Use of WBTC requires you to trust an intermediary to hold your BTC, not exactly the same as native BTC smart contracts.
Native smart contracts would be cool, but Stacks is not native smart contracts. It's a separate blockchain that integrates with the Bitcoin blockchain.

In other words, you are trusting the Stacks blockchain to custody your bitcoins, just like with TBTC or RENBTC or any of the other decentralized Bitcoin bridges.

From their site:

> Like Bitcoin, Stacks is a layer-1 blockchain. Proof of Transfer connects it to Bitcoin with a 1:1 block ratio.

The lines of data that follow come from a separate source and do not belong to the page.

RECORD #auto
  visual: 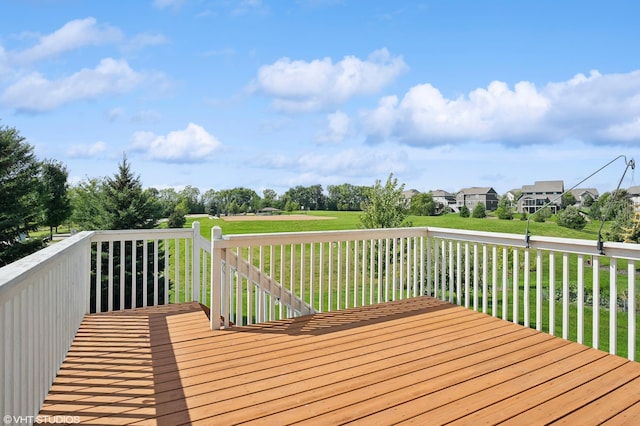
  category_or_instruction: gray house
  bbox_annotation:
[627,186,640,212]
[517,180,564,214]
[431,189,458,212]
[571,188,600,207]
[456,186,499,210]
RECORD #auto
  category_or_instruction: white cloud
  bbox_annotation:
[251,49,407,112]
[153,0,184,9]
[11,18,123,63]
[0,58,161,112]
[124,33,168,51]
[67,141,107,158]
[361,71,640,146]
[231,0,269,15]
[132,123,222,163]
[316,111,351,143]
[256,146,408,178]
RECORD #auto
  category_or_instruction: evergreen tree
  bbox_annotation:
[104,156,162,229]
[42,160,71,238]
[0,122,43,266]
[360,174,410,229]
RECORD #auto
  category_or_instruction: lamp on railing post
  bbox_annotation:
[524,155,636,254]
[191,221,201,302]
[598,155,636,254]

That still feels better than trusting another blockchain (ETH) and a custodian.
Personally, I'd rather trust an established blockchain plus a decentralized custodian system than trust a fledgling blockchain.
Take a look into https://badger.finance/ which is the next generation of this.
What about the fact that the core ethereum team revealed that they’d reverse a smartcontract with a hard fork when members of the core team make an expensive mistake in one while bitcoin has no such culture?
This is a very broad and general sentiment. Do you have the source where they talk about this, so that things can be put into context?
This is canon and dates to the original DAO. A quick google on DAO crisis should give you a bunch of reading material.

Compare that to the time Binance lost $500M in BTC and contemplated doing a chain revert because it would be way cheaper than $500M but didn't because it would break the illusion that BTC tx are irreversible.

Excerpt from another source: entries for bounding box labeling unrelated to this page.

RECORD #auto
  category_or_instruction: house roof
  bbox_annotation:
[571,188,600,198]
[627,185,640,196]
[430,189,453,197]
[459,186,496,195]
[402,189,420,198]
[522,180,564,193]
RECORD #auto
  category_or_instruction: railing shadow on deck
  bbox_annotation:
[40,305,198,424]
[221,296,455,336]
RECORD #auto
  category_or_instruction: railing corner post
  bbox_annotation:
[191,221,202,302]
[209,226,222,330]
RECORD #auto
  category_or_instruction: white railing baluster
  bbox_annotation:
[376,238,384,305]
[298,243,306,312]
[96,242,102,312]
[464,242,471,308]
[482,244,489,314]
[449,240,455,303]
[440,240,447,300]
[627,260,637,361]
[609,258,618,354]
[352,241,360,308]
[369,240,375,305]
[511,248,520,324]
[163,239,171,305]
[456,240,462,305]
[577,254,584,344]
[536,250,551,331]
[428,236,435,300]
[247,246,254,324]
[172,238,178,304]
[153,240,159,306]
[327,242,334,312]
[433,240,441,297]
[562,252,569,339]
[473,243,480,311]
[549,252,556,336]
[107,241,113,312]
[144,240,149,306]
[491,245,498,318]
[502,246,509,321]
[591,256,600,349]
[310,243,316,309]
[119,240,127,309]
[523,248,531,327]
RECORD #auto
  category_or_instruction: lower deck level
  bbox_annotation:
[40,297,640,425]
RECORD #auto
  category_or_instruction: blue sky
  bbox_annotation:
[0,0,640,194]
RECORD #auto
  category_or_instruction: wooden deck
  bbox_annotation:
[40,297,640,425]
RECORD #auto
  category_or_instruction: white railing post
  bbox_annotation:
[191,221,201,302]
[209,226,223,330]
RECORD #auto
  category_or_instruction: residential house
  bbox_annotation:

BTC tx are reversible, it's just going to become prohibitively expensive for almost anyone to do soon.

That is rather misleading to use as an example... It's widely regarded as a one time thing that was agreed upon partly because the system (and testing tools) were so new at the time.

Bitcoin had a bug that was required an organized chain reorg back when it was early as well, but it's not regarded as fatal to putting trust in the chain now (search for "bitcoin value overflow bug", was kinda interesting)

More recently, Parity, one of the main developers of one the Ethereum clients, had millions locked up due to mistake in their smart contract code. They complained loudly, tried to get another roll back, and finally gave up... The overwhelming concensus was that Ethereum is no longer alpha grade, there will be no take backs ever again.

To be clear, I wasn't asserting that Eth was less valuable as a result of the DAO reorg (quite the contrary actually). I was merely pointing out that a reorg occurred.

Thank you for the education on the bitcoin reorg, I didn't actually know that and agree that it's orthogonal to the trust narrative now.

My broad point was that the trust is not in the code, it's in the community and their policies.

> the trust is not in the code, it's in the community and their policies

I can heartily agree with that.

That's why I think having the "layer 0" social consensus of a network aim for maximum clarity, so participants have as few points where there's three potential for surprise disagreement later.

Ethereum is very strongly "no abnormal state changes" starting with the Parity issue. I think there have been a few more similar cases of contract bugs, some even involving client devs, and any suggestion of a new fork has met with strong opposition from all ends of the community.

Another thing I think is useful for a blockchain is to have multiple independent clients... It helps prevent devs from having outsize voice in discussion (though the users and the node runners are always the final vote).

I think working out the meta structure of how to work these social level contracts is definitely something the whole cryptocurrency industry needs to work on.